All model selection was performed using the corrected Akaike Information Criterion (AICc) [38]. Models containing DDK features were deemed to explain significantly more variance than null models if ΔAICc (computed as AICcnull − AICcspeech) exceeded the rule of thumb threshold of two [39]. In each test case, if at least one model containing at least one feature was found to be superior to the null model, this was interpreted as supporting evidence that the DDK test improved estimation of the applicable cognitive outcome. Nagelkerke’s pseudo-R2 (R2N) is reported as an estimate of variance explained.

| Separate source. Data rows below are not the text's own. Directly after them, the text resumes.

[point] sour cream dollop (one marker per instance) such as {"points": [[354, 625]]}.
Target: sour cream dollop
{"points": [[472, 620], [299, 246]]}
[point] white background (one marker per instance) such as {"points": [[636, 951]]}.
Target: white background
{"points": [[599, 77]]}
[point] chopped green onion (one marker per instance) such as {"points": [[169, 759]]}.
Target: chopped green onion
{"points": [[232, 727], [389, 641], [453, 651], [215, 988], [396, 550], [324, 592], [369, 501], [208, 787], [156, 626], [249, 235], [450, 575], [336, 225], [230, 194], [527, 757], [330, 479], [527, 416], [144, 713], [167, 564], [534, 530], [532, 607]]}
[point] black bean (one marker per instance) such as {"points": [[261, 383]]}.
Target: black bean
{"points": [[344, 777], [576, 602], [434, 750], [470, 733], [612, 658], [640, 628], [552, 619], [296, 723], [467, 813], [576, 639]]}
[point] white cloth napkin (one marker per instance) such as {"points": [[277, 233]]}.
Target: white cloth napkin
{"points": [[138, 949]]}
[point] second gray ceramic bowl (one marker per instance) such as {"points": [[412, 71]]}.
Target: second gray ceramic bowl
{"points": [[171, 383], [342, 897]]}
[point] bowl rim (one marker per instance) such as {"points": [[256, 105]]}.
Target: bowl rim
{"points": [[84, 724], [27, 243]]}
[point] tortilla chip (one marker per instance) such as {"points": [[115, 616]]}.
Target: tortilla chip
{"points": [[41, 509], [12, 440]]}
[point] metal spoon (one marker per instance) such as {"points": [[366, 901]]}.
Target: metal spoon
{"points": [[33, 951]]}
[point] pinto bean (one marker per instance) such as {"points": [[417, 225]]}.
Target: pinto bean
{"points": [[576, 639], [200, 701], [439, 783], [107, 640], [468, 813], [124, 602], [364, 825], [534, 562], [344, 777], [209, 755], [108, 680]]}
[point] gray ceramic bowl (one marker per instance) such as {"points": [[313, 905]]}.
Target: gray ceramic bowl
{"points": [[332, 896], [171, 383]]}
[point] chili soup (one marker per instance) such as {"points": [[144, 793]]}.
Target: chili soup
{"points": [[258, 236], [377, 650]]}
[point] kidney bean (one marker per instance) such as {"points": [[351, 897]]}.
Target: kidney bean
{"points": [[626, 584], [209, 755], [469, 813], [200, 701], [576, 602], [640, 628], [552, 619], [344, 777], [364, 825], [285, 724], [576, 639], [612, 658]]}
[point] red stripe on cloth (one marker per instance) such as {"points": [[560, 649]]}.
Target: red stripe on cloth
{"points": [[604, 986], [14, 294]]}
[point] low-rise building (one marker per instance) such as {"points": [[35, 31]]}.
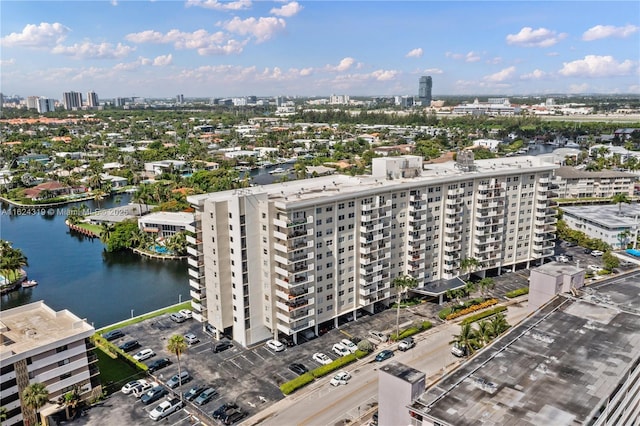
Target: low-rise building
{"points": [[40, 345], [165, 224], [574, 183], [616, 225]]}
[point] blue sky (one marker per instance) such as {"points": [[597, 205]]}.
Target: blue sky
{"points": [[214, 48]]}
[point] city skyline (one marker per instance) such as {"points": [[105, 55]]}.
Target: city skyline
{"points": [[209, 48]]}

As a supplemental analysis into whether motor speech features improved prediction of HC vs. SCI, we fitted logistic regression models to each syllable-based subset of our data (i.e., “pa", “ta", and “ka”). Using the R package “pROC” [40], we compared receiver operating characteristic (ROC) curves for models fitted with null variables only to models fitted with all null model variables plus all motor speech features.